Once temperatures dip below 25 degrees Fahrenheit (or -4 degrees Celsius), oregano plants start going dormant instead of dying outright—their growth slows as they prepare themselves for winter’s chill by slowing down their metabolism and lowering their need for water and nutrients until spring comes around again in order to reawaken from their hibernation state with renewed vigor!
Can I Overwinter Oregano?
If you want to grow oregano in your garden but live in a colder climate, the best way to do it is by overwintering. This means that you don’t give up on your plants when winter hits; instead, you keep them alive through the cold weather.
You can actually grow oregano indoors year-round if you wish without much effort at all! It’s easy enough to do this during summer months as well (just place some potting soil into pots or planters and add some seeds), so why not try doing it year-round?

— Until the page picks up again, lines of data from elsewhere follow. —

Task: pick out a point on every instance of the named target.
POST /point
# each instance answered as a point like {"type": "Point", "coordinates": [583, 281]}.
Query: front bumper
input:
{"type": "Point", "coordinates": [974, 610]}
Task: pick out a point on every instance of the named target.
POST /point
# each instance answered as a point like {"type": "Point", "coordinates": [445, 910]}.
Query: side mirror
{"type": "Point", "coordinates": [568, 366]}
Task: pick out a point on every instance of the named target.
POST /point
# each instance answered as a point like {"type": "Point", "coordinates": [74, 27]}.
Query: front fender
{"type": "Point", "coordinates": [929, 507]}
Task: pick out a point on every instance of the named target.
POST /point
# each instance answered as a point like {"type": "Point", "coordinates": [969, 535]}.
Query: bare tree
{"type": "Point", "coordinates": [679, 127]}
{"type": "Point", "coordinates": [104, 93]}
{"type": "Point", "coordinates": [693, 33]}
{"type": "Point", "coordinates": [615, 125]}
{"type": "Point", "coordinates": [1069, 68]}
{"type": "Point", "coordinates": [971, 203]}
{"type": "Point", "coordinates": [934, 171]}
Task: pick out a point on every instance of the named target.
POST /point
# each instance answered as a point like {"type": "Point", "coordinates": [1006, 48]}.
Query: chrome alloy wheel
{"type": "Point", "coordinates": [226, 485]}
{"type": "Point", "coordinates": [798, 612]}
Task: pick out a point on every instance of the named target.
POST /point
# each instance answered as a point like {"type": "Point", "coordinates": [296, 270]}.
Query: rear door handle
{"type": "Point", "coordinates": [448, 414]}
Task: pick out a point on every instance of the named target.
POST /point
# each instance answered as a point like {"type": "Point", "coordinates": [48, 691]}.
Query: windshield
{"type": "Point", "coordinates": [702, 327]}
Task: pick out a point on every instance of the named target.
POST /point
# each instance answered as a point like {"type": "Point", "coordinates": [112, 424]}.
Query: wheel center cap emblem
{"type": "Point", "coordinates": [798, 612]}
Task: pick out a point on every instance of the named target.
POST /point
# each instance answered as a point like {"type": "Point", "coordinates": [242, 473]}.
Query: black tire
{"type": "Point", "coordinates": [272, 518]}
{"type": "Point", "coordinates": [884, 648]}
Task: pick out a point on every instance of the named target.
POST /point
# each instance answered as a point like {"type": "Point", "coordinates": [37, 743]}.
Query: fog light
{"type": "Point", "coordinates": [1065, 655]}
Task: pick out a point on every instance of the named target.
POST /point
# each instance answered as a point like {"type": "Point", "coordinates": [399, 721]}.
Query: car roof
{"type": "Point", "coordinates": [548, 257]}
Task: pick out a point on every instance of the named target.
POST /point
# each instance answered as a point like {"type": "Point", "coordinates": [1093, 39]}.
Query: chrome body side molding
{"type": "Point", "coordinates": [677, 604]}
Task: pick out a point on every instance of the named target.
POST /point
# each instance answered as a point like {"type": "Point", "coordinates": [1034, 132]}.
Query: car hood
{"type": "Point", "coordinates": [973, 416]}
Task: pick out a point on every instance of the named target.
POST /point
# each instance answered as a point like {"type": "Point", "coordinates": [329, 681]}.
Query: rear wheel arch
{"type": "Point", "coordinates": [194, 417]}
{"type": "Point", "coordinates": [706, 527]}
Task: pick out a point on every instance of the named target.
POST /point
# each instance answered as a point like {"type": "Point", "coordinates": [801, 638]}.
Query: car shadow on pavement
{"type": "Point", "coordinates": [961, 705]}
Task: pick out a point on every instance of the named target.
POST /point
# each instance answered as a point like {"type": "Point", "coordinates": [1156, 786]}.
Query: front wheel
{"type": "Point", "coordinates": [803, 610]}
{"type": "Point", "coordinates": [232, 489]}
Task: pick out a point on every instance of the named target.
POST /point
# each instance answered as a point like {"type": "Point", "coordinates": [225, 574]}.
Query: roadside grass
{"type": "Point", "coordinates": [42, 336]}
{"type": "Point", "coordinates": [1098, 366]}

If you have an extra room where the temperatures don’t fall below 60 degrees Fahrenheit (16°C), that would be ideal. If not, then just make sure there’s some sort of heating source nearby—like a space heater or electric blanket—and provide adequate light for 12 hours per day at least six months out of every year (usually just during daylight hours).
With a little preparation, your oregano can survive the cold weather. You can even overwinter your plant if you live in an area where there’s a long winter season. The key is knowing what to do during the fall months when temperatures start dropping so that your plants are ready when it comes time for spring planting!